The barrier to entry for game development

"The barrier to entry for game development has been demolished," says games developer Christer Kaitila. "These are exciting times for an emerging art – the gates have been flung wide open."Though it started as a niche hobby, DIY game design is set to go mainstream. Microsoft's Project Spark aims to turn the making of games itself into a game. Players are given a fully configurable world that can be moulded with gestures recognised by Kinect – mountains are sculpted and valleys scooped out with a swipe of the hand. Buildings, characters and objects of almost any kind can be added via graphical interfaces.

Once it is all in place, users can devise simple scripts that give their creations programmed behaviours. One demo of the game showed how a rock, for example, could be turned into a faithful sidekick by adding a few short commands.Early testers have already created a wide variety of games, from block-matching puzzle games to side-scrollers, top-down shooters, and 3D first-person adventures – many of them recreations of existing games. Project Spark makes this level of creativity accessible by hiding hundreds of lines of code beneath the interfaces that are second nature to gamers.

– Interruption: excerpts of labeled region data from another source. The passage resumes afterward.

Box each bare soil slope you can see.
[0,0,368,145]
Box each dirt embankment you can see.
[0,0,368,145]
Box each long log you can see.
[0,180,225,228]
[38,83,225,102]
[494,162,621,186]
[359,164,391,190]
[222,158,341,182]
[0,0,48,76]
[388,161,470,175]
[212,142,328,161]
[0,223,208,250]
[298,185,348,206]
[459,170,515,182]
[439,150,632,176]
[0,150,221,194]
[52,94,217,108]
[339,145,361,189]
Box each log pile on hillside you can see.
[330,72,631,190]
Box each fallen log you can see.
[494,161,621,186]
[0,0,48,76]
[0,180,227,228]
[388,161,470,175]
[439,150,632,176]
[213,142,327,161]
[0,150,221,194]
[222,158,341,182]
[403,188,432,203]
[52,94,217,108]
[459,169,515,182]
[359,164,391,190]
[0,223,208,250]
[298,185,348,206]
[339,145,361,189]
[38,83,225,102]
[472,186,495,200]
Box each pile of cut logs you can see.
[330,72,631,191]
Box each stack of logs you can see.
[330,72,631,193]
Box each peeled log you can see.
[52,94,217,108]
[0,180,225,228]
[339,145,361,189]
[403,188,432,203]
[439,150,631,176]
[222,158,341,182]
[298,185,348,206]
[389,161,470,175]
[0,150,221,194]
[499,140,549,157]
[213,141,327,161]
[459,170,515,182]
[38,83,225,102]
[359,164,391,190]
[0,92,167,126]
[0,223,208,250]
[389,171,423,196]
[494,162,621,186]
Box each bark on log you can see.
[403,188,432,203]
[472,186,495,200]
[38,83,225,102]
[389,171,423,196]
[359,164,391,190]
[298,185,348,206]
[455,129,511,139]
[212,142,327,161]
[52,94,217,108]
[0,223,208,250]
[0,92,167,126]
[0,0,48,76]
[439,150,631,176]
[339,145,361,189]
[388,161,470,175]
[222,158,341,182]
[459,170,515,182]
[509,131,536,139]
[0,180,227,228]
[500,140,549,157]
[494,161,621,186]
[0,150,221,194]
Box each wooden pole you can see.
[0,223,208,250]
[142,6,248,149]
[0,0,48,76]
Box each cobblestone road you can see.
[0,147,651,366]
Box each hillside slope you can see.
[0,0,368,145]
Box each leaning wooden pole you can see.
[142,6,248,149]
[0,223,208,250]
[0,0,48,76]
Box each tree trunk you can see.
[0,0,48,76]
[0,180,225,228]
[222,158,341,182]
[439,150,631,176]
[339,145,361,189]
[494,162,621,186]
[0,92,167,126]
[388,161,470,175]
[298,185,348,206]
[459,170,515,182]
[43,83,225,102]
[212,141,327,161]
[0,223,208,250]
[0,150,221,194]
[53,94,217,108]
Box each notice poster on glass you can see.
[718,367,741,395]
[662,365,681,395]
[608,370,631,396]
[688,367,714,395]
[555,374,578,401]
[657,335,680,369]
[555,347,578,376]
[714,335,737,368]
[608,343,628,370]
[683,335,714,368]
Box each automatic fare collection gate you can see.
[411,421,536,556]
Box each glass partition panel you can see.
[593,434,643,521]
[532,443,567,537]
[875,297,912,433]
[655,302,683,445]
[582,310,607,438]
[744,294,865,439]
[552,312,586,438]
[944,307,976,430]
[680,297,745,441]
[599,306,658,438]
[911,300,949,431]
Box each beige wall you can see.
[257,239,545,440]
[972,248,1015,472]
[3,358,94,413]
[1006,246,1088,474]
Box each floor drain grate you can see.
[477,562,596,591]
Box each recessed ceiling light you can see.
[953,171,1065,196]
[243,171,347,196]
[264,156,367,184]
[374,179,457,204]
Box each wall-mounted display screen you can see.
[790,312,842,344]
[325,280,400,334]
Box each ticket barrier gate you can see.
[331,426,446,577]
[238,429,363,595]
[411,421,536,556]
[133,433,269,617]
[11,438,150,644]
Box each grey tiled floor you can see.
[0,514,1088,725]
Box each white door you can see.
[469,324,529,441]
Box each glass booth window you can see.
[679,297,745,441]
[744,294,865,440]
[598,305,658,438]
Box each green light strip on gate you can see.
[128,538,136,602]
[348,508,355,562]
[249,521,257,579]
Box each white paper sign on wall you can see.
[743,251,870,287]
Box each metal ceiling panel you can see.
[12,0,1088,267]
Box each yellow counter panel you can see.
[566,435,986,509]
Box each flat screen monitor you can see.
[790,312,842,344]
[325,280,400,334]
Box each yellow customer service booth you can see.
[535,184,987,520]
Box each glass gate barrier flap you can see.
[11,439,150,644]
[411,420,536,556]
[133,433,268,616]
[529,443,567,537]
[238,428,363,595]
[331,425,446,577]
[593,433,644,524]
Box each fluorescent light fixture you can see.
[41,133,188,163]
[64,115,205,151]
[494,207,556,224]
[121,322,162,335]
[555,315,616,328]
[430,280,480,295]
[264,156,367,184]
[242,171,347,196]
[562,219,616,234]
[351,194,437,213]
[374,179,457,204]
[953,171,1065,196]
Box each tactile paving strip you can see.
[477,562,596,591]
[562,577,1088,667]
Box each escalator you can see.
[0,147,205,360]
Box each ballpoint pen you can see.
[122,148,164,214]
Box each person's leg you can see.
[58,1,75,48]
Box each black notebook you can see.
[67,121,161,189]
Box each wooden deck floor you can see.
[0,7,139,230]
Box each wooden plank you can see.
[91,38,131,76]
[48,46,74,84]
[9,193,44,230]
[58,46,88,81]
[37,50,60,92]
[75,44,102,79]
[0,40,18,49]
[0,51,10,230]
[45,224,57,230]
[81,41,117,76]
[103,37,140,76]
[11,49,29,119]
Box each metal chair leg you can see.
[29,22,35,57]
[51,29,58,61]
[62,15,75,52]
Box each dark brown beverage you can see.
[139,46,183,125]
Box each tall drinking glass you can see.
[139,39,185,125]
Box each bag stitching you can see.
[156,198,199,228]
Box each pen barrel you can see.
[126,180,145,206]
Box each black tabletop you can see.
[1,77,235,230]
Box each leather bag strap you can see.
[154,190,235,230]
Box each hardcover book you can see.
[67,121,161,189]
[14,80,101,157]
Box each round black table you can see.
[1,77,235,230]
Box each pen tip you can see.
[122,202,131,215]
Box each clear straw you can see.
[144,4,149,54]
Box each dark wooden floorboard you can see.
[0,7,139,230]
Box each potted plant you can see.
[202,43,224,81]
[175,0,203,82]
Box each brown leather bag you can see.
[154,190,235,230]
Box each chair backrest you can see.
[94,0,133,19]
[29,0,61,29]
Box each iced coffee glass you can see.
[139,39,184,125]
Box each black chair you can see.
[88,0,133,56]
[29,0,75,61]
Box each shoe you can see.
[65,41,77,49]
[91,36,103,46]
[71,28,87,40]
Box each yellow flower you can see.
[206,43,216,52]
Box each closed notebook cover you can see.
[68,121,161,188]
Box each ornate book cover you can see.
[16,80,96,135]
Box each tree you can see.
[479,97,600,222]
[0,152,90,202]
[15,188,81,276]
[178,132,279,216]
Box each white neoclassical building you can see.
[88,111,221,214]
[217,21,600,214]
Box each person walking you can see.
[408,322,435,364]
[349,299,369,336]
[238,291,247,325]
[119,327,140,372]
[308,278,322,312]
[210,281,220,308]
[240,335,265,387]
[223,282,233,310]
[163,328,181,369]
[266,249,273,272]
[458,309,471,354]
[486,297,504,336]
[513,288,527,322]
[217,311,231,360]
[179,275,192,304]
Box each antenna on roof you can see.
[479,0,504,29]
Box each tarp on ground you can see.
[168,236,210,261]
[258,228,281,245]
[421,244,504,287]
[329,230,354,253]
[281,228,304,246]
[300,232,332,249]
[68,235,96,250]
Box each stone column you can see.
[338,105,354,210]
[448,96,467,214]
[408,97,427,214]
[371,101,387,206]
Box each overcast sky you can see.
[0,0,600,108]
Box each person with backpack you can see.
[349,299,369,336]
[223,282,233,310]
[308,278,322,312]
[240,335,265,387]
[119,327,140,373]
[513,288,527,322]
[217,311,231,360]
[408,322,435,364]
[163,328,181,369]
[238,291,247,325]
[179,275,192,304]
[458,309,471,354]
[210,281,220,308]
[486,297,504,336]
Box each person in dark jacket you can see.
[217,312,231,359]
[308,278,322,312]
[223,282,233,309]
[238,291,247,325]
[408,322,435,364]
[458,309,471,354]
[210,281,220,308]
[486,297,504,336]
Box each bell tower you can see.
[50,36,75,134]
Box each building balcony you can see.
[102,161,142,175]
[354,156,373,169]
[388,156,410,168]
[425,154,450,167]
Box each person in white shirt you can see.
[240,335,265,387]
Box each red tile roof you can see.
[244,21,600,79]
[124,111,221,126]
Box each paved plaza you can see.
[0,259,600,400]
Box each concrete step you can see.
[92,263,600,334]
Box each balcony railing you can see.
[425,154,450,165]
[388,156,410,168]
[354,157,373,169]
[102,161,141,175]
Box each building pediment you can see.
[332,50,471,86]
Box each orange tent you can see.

Game Maker, a tool for creating games on the PC, has been used to make several successful titles, including Spelunky, Hotline Miami and Gunpoint. "Game Maker is great because it's good for beginners," says Tom Francis, who used the tool to make Gunpoint. "But it doesn't keep you a beginner." When Francis started making the game he was working as a games journalist and had no programming experience. What he likes about Game Maker is how it lets you move from sketching out the basics of a game in a drag-and-drop interface to adding in blocks of code bit by bit, as you learn. "It's a great way to ramp up," he says.